Content warning: This article discusses accounts of workplace sexual harassment.
Violated. There’s not a single word that can similarly encompass the feeling of confusion, anxiety, and anger that comes with being sexually harassed. When it happens to you at your workplace, there’s an added of layer of “What the f*ck just happened” because there’s a personal expectation to be treated with a bit of decency and respect at the very least. So how come sexual harassment continues to be treated like it’s just a normal part of office culture in some workplaces?
Last week, there were sexual abuse allegations raised against a certain ad agency executive. In the fashion of #MeToo and #HijaAko posts, the allegations were made via social media posts. The posts ask us to confront the fact that alleged harassers and rapists continue to roam free (save for forced deletions of social media accounts to avoid backlash) and hold positions of power. Most of them are still our colleagues and our bosses.
On the other hand, survivors are here contemplating whether the abuses they experienced are too little or too much to be believed. We still contemplate whether it’s worth it to risk our jobs and reputations—oftentimes, not even for the hope for justice but mere peace of mind.
Under unwanted sexual attention
Amrie: My first job as a college undergraduate was at a call center. If you aren’t part of the sizable Filipino population that has tried landing a job in the industry, you might not be familiar with its cheating culture. Maybe it’s prevalent because the zombie work hours could feel like licenses for promiscuity. But that isn’t really an excuse for how many married folk and people in relationships are fooling around with colleagues.
To me, this culture of infidelity contributed to so much macho-posturing. Male colleagues felt emboldened to talk about who among the women in the office were f*ckable and typed in vivid, crass things about p*ke in unofficial workplace GCs. Women were forced to avoid certain cubicles and walkways because these men would undress you with their looks and signal that they’re DTF. Me and my work friends filed several complaints and in the end harassment wasn’t the reason they got kicked off the job.
While sex positivity is something that we need to cultivate, in no way does it condone unwanted sexual attention and forcing people into sexual situations.
Harassment is embedded in our culture
Zofiya: I’ve also had my fair share of harassment, both in my professional and personal lives. It’s sad, but as a person who suffers from misogyny, it’s almost a fact of life. In college, I came across an extremely sad figure from a Catherine McKinnon journal article: She said that only 7.8 percent of women will not experience any kind of sexual abuse or harassment in their lifetimes.
In one of my previous jobs, I had a coworker—completely unprompted—tell me, a queer person, that women kissing each other wasn’t normal. This same coworker was known for leering at my female officemates. I was in a company that prided itself on its progressiveness; I couldn’t understand why he was there. I later found out that another officemate had filed a complaint against him.
While I was still in school, a classmate assaulted me on campus. When I brought it up to one of the school officials as a reason to switch classes, she told me that I would need to stay in class with my assaulter if I wanted to graduate.
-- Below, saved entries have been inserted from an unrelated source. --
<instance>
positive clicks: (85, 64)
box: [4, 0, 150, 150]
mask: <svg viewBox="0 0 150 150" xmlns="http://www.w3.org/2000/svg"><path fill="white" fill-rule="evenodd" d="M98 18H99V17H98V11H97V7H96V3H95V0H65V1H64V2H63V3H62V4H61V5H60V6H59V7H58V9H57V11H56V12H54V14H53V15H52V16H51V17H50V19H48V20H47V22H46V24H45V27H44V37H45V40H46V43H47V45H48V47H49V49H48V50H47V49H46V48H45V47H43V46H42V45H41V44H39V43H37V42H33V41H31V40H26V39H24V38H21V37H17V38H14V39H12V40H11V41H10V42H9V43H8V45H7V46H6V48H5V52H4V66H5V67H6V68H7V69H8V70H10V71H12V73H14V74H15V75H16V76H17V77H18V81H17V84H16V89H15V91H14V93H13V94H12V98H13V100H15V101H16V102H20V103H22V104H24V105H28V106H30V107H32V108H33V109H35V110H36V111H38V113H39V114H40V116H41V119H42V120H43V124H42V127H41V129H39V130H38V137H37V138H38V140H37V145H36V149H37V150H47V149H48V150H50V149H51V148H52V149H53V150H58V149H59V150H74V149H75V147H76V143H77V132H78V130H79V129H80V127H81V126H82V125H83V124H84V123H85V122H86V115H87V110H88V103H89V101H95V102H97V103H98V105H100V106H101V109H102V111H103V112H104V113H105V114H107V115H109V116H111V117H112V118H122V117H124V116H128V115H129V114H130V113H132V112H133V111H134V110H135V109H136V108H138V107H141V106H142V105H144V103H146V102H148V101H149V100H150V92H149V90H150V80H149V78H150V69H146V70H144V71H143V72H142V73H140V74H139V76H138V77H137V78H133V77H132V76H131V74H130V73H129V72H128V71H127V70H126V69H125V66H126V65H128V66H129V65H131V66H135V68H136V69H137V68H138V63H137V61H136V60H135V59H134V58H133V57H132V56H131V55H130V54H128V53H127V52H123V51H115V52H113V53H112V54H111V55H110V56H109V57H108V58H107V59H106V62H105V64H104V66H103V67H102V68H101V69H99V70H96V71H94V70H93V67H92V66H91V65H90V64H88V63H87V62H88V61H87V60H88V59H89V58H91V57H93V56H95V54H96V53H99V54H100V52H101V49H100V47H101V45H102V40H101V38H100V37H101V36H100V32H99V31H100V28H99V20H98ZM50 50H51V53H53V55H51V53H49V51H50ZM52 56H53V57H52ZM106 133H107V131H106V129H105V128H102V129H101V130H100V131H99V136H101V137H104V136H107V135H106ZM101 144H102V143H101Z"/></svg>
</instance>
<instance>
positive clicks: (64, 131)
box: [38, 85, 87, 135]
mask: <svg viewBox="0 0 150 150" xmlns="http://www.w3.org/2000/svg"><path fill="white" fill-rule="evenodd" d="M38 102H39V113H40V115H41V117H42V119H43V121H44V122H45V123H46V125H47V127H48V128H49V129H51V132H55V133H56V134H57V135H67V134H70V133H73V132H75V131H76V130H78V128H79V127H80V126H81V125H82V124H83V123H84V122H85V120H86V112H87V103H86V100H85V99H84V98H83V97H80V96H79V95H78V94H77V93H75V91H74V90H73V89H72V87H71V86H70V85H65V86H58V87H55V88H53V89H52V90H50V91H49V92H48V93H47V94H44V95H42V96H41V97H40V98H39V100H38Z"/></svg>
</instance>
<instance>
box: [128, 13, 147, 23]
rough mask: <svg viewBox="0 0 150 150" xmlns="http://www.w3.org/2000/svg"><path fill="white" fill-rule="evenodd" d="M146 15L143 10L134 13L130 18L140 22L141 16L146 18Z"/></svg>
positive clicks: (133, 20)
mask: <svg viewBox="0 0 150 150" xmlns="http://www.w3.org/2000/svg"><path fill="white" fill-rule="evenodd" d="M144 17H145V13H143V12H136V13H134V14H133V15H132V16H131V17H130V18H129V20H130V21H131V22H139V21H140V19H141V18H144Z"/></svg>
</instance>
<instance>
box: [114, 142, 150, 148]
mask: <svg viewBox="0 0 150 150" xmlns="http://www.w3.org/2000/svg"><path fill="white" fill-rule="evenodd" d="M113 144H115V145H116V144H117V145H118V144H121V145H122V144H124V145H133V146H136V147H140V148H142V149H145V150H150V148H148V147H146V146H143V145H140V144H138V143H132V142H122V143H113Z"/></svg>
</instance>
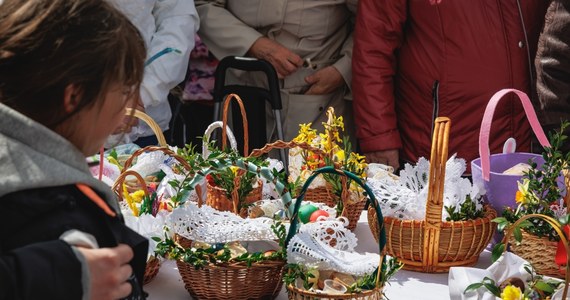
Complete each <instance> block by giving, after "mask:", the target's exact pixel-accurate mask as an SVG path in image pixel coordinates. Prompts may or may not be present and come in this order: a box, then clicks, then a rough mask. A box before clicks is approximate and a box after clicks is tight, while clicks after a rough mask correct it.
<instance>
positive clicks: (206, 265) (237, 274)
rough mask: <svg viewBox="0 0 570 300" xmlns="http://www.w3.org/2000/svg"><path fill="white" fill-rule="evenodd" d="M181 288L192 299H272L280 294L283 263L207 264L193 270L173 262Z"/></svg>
mask: <svg viewBox="0 0 570 300" xmlns="http://www.w3.org/2000/svg"><path fill="white" fill-rule="evenodd" d="M176 265H177V266H178V271H179V272H180V276H181V277H182V280H183V281H184V287H185V288H186V290H187V291H188V293H190V296H192V298H193V299H212V300H220V299H274V298H276V297H277V295H278V294H279V292H280V291H281V287H282V285H283V282H282V280H281V278H282V277H283V270H284V267H285V261H279V260H269V261H262V262H256V263H253V264H252V265H251V266H250V267H248V266H247V263H245V262H241V263H223V264H217V265H213V264H209V265H206V266H205V267H204V268H201V269H198V270H196V269H195V268H194V267H193V266H192V265H190V264H188V263H185V262H182V261H176Z"/></svg>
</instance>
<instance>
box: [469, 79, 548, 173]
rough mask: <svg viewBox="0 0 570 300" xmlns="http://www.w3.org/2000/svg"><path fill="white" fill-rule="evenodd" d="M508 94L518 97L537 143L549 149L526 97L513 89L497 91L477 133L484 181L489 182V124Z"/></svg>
mask: <svg viewBox="0 0 570 300" xmlns="http://www.w3.org/2000/svg"><path fill="white" fill-rule="evenodd" d="M508 93H514V94H515V95H517V96H518V97H517V98H518V99H519V100H520V101H521V103H522V105H523V108H524V111H525V113H526V117H527V119H528V121H529V123H530V127H531V128H532V131H534V134H535V135H536V137H537V139H538V141H539V142H540V144H541V145H542V146H543V147H550V142H548V139H547V138H546V135H544V131H543V130H542V127H541V126H540V123H539V122H538V118H537V117H536V112H535V111H534V108H533V107H532V103H531V102H530V99H529V98H528V96H527V95H526V94H525V93H524V92H521V91H519V90H515V89H503V90H500V91H498V92H497V93H495V95H493V97H491V100H489V103H488V104H487V107H486V108H485V114H484V115H483V121H481V131H480V132H479V157H481V170H482V173H483V179H484V180H485V181H489V173H490V170H491V167H490V157H489V156H490V155H491V154H490V152H491V151H490V150H489V133H490V131H491V123H492V122H493V114H494V113H495V109H496V108H497V104H499V101H500V100H501V99H502V98H503V96H505V95H506V94H508Z"/></svg>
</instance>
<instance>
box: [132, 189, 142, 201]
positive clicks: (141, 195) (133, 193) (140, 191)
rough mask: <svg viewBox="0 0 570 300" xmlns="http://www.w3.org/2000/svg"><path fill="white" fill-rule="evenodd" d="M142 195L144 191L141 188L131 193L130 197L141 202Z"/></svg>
mask: <svg viewBox="0 0 570 300" xmlns="http://www.w3.org/2000/svg"><path fill="white" fill-rule="evenodd" d="M143 197H144V191H143V190H138V191H136V192H134V193H131V198H132V199H133V201H134V202H136V203H141V202H142V198H143Z"/></svg>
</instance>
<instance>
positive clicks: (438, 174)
mask: <svg viewBox="0 0 570 300" xmlns="http://www.w3.org/2000/svg"><path fill="white" fill-rule="evenodd" d="M449 128H450V120H449V118H445V117H440V118H437V119H436V122H435V128H434V136H433V142H432V149H431V159H430V162H431V163H430V175H429V182H430V186H429V191H428V197H427V205H426V206H427V207H426V217H425V219H424V220H400V219H397V218H392V217H385V218H384V226H385V229H386V231H387V237H388V243H387V244H386V251H387V252H388V254H389V255H391V256H394V257H397V258H398V259H399V260H400V261H402V262H403V263H404V269H407V270H412V271H420V272H428V273H439V272H447V271H448V270H449V268H450V267H455V266H471V265H474V264H475V263H476V262H477V260H478V259H479V255H480V254H481V252H482V251H483V250H484V249H485V247H486V246H487V244H488V243H489V241H490V239H491V237H492V236H493V234H494V232H495V228H496V224H495V223H493V222H491V221H492V220H493V219H494V218H495V217H496V215H497V214H496V212H495V211H494V210H493V209H492V208H491V207H490V206H485V208H484V210H485V212H484V217H483V218H478V219H474V220H467V221H455V222H444V221H442V220H441V218H442V217H441V216H442V209H443V190H444V187H443V183H444V181H443V180H441V179H442V178H444V177H445V165H446V162H447V155H448V152H447V150H448V141H449V140H448V137H449ZM368 220H369V222H368V223H369V225H370V226H371V229H372V232H373V233H374V236H375V238H377V236H378V229H377V228H376V227H375V226H374V225H375V220H376V215H375V214H374V212H373V211H370V210H369V212H368Z"/></svg>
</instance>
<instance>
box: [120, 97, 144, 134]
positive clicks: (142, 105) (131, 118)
mask: <svg viewBox="0 0 570 300" xmlns="http://www.w3.org/2000/svg"><path fill="white" fill-rule="evenodd" d="M136 97H137V99H136V101H131V102H130V104H129V105H127V108H132V109H136V110H138V111H141V112H145V109H144V104H143V103H142V99H141V97H140V94H137V96H136ZM137 125H139V119H138V118H137V117H135V116H130V115H125V117H124V118H123V123H122V124H121V125H120V126H119V127H117V129H115V131H114V132H113V134H121V133H127V132H131V130H132V129H133V127H135V126H137Z"/></svg>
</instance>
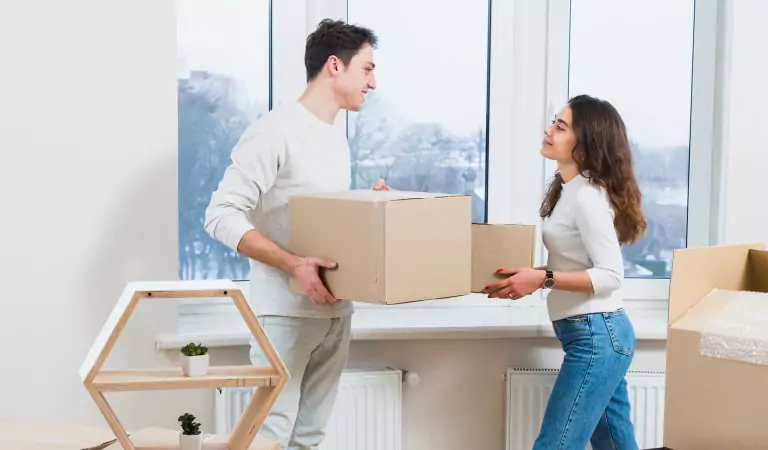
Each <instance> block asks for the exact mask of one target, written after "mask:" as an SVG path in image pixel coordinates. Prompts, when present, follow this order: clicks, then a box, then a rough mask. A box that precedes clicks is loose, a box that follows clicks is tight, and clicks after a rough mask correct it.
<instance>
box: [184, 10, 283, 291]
mask: <svg viewBox="0 0 768 450" xmlns="http://www.w3.org/2000/svg"><path fill="white" fill-rule="evenodd" d="M269 45H270V42H269V0H240V1H228V2H211V1H207V0H181V1H179V2H177V52H178V54H177V58H178V116H179V119H178V121H179V123H178V125H179V131H178V152H179V160H178V164H179V203H178V204H179V277H180V278H181V279H206V278H229V279H244V278H245V277H246V276H247V274H248V261H247V260H246V259H244V258H243V257H241V256H239V255H238V254H237V253H236V252H234V251H232V250H230V249H229V248H227V247H226V246H224V245H223V244H220V243H219V242H216V241H214V240H213V239H211V238H210V237H209V236H208V235H207V234H206V232H205V230H204V229H203V220H204V216H205V208H206V207H207V206H208V202H209V201H210V198H211V193H212V192H213V191H214V190H215V189H216V186H217V185H218V182H219V180H220V179H221V176H222V174H223V173H224V169H225V168H226V167H227V165H228V164H229V162H230V154H231V152H232V147H233V146H234V144H235V143H236V142H237V140H238V138H239V137H240V134H241V133H242V132H243V130H244V129H245V127H246V126H247V125H248V123H249V122H250V121H252V120H254V119H256V118H258V117H259V116H260V115H261V114H263V113H264V112H265V111H267V110H268V107H269V101H270V90H269V73H270V65H269ZM244 55H246V56H244Z"/></svg>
What these incidents have in common is that the people in charge had to wait for people to report before taking any kind of action—and what they did end up doing wasn’t enough. For the former, the man kept his job and the officemate who filed a complaint ended up leaving. For the latter, I was eventually allowed—after an extremely strenuous and triggering process—to switch to another class. From what I know, the person who assaulted me stayed.
The onus is always on the survivors, typically women, to take the first step. I used to think that there was nothing wrong with that, but after years of hearing the same old story of me or my friends or whoever having to be retriggered in order to gain justice which they aren’t guaranteed to get, it doesn’t seem like it’s working.
Institutions need to be more proactive. It’s not enough to be against a harasser, or to be against singular acts of harassment. Anti-harassment needs to be embedded within the core of a company through its culture and rules.
Harassment is not a fact of life. In the documentary “Walang Rape sa Bontok,” two survivors of sexual abuse visit Bontoc, a place in the Cordillera region. The concepts of rape and assault do not exist there.
I bring this up to say that rape, assault, and harassment only exist in cultures that allow them to happen. It’s not enough to pay lip service to survivors—there needs to be actual, tangible change in making workplaces a safe space for women as well as making it easier to hold abusers accountable.